KANDAHAR, Afghanistan – A bomb exploded near a U.S. military vehicle in southeastern Afghanistan (search) on Monday, injuring three American soldiers, the military said. A newly appointed police chief escaped a similar blast in a key southern city.
The three soldiers were traveling in an armored Humvee 35 miles east of Qalat, the capital of troubled Zabul province, when it was damaged by a homemade bomb, said American spokesman Maj. Rick Peat.
Peat said the three suffered burns and their injuries were not critical. "They should be fine," he said.
The wounded soldiers were evacuated to a large American base at Kandahar (search), Afghanistan's main southern city and the scene of another explosion Monday.
The remote-controlled bomb went off near a vehicle carrying the newly appointed chief of police for Kandahar province, damaging his car but injuring no one.
Khan Mohammed, a former provincial army commander who was appointed police chief on Sunday, was going to his office when the bomb went off, said Salim Khan, a deputy police chief.
Khan blamed Taliban (search) insurgents for the attack, but offered no evidence to back up his claim.
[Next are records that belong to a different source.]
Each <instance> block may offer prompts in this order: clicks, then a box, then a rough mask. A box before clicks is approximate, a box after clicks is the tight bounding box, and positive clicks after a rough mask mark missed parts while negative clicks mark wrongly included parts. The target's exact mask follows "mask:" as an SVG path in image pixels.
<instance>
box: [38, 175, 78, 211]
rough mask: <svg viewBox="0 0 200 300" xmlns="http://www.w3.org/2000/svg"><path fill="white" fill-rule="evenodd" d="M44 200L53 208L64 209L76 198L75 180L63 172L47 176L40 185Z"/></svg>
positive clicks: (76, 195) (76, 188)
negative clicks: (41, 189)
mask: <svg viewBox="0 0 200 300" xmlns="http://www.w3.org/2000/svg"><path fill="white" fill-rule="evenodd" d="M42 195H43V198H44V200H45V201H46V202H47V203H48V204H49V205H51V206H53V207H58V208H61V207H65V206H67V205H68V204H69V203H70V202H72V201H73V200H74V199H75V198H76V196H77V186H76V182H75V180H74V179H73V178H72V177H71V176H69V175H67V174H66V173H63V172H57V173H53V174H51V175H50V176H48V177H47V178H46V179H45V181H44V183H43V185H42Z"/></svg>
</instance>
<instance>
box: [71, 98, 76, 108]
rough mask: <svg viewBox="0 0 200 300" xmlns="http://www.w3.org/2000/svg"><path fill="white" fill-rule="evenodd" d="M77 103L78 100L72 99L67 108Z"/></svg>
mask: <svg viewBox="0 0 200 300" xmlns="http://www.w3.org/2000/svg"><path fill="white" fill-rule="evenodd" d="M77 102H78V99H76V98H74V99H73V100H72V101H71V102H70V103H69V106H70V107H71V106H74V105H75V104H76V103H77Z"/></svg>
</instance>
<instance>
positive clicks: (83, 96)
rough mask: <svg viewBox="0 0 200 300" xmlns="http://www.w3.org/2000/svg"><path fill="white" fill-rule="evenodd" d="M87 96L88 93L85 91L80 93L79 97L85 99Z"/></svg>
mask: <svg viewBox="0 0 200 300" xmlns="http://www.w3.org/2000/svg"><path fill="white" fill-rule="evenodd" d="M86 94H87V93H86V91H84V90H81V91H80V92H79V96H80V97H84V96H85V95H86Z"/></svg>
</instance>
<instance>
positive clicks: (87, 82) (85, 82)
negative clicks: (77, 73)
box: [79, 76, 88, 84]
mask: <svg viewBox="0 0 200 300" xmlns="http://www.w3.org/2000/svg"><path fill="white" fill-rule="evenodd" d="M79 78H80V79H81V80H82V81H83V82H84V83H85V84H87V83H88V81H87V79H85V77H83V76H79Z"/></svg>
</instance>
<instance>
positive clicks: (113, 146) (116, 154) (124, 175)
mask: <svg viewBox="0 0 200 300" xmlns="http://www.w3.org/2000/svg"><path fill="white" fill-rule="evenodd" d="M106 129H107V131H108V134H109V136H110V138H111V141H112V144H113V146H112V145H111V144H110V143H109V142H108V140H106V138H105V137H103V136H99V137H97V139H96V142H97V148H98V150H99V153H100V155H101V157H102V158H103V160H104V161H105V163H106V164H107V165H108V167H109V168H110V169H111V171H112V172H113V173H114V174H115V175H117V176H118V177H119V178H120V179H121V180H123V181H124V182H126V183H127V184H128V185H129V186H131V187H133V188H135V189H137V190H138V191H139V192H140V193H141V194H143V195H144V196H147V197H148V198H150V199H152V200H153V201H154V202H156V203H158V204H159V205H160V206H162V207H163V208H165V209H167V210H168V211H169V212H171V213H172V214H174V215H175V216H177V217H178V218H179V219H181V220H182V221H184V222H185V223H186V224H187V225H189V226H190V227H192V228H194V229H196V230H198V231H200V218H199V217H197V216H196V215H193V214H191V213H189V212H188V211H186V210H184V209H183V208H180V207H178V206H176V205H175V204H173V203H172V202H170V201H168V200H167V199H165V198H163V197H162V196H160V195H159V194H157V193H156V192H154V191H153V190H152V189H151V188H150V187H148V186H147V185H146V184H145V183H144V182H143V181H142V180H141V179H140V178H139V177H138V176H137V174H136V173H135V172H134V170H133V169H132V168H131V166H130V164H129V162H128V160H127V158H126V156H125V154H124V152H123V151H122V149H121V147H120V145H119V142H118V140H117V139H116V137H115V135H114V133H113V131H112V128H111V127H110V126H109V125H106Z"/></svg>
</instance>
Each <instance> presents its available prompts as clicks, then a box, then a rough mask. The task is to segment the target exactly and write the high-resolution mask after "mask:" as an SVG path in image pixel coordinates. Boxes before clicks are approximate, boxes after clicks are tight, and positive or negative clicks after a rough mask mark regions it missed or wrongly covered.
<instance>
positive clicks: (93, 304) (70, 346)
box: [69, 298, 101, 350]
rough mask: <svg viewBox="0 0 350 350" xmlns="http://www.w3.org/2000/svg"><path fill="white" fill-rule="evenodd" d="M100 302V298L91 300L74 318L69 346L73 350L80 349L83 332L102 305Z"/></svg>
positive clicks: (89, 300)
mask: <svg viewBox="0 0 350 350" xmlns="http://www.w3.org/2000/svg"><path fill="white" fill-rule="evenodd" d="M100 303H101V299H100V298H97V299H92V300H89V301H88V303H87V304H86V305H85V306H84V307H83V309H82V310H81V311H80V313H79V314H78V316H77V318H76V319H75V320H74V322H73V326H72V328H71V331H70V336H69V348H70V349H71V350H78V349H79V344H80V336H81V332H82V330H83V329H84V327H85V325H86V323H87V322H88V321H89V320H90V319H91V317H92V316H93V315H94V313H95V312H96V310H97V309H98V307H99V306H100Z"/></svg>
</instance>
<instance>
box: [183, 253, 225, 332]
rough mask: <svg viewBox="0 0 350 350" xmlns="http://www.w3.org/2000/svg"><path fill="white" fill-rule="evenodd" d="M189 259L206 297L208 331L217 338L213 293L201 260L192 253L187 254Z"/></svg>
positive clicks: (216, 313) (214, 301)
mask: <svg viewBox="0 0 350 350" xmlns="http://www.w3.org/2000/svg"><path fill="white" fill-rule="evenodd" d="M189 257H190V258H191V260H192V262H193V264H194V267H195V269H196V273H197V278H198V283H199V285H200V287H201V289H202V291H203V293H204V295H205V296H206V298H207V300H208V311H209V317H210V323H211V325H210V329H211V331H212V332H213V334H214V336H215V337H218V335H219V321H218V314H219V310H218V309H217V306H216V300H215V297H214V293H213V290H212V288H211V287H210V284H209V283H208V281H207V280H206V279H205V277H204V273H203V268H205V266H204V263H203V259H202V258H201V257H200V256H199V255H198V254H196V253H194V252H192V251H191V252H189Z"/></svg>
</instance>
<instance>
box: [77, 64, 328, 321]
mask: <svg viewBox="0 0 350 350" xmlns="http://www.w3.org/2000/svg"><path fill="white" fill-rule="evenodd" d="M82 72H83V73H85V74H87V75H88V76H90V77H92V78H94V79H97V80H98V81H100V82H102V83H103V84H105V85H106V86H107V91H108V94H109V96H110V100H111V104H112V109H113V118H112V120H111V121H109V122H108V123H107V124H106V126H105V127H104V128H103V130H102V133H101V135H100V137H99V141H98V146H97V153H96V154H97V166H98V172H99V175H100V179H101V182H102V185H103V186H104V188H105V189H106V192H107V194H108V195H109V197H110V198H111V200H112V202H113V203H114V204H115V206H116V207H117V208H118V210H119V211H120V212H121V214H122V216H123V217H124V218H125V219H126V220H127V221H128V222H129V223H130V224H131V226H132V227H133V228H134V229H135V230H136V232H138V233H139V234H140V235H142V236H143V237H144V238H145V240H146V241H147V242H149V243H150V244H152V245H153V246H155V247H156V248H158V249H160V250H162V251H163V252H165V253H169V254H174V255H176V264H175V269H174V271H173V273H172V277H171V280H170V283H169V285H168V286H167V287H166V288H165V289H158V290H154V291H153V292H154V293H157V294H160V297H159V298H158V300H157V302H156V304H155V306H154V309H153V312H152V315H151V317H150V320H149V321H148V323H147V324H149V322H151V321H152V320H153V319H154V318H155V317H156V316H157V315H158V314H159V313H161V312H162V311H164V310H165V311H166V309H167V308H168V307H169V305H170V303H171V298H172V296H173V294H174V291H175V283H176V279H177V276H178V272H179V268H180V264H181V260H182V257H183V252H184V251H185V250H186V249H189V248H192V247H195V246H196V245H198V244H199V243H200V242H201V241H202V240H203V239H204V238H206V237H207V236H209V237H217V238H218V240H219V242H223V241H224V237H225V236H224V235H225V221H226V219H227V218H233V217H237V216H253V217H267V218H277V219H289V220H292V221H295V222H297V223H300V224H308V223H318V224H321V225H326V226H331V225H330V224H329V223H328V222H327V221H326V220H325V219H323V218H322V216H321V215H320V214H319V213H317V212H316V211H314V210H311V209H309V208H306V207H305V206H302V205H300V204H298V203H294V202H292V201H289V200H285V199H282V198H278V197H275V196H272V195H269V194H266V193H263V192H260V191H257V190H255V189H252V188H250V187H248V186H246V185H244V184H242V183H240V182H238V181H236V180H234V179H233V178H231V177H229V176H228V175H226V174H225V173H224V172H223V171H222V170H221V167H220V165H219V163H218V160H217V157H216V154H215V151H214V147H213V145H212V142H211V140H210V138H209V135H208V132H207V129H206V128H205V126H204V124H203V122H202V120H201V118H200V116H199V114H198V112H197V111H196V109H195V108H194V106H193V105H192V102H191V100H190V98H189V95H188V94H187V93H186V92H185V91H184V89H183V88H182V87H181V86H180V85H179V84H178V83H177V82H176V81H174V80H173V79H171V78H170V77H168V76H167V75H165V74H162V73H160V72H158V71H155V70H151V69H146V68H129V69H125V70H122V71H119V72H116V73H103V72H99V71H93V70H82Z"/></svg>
Mohammed, contacted by The Associated Press, confirmed the attack and vowed to "wipe out terrorists" from his area.
"These attacks cannot stop me from my work," he said. "I will continue my work to improve law and order."
Kandahar and Zabul provinces have seen frequent attacks against U.S. and Afghan troops, police and government officials since Afghanistan's former Taliban regime was ousted as a result of U.S.-led operations in late 2001.
Taliban insurgents have asked police and other Afghan officials not to work for the coalition forces and Afghan President Hamid Karzai (search).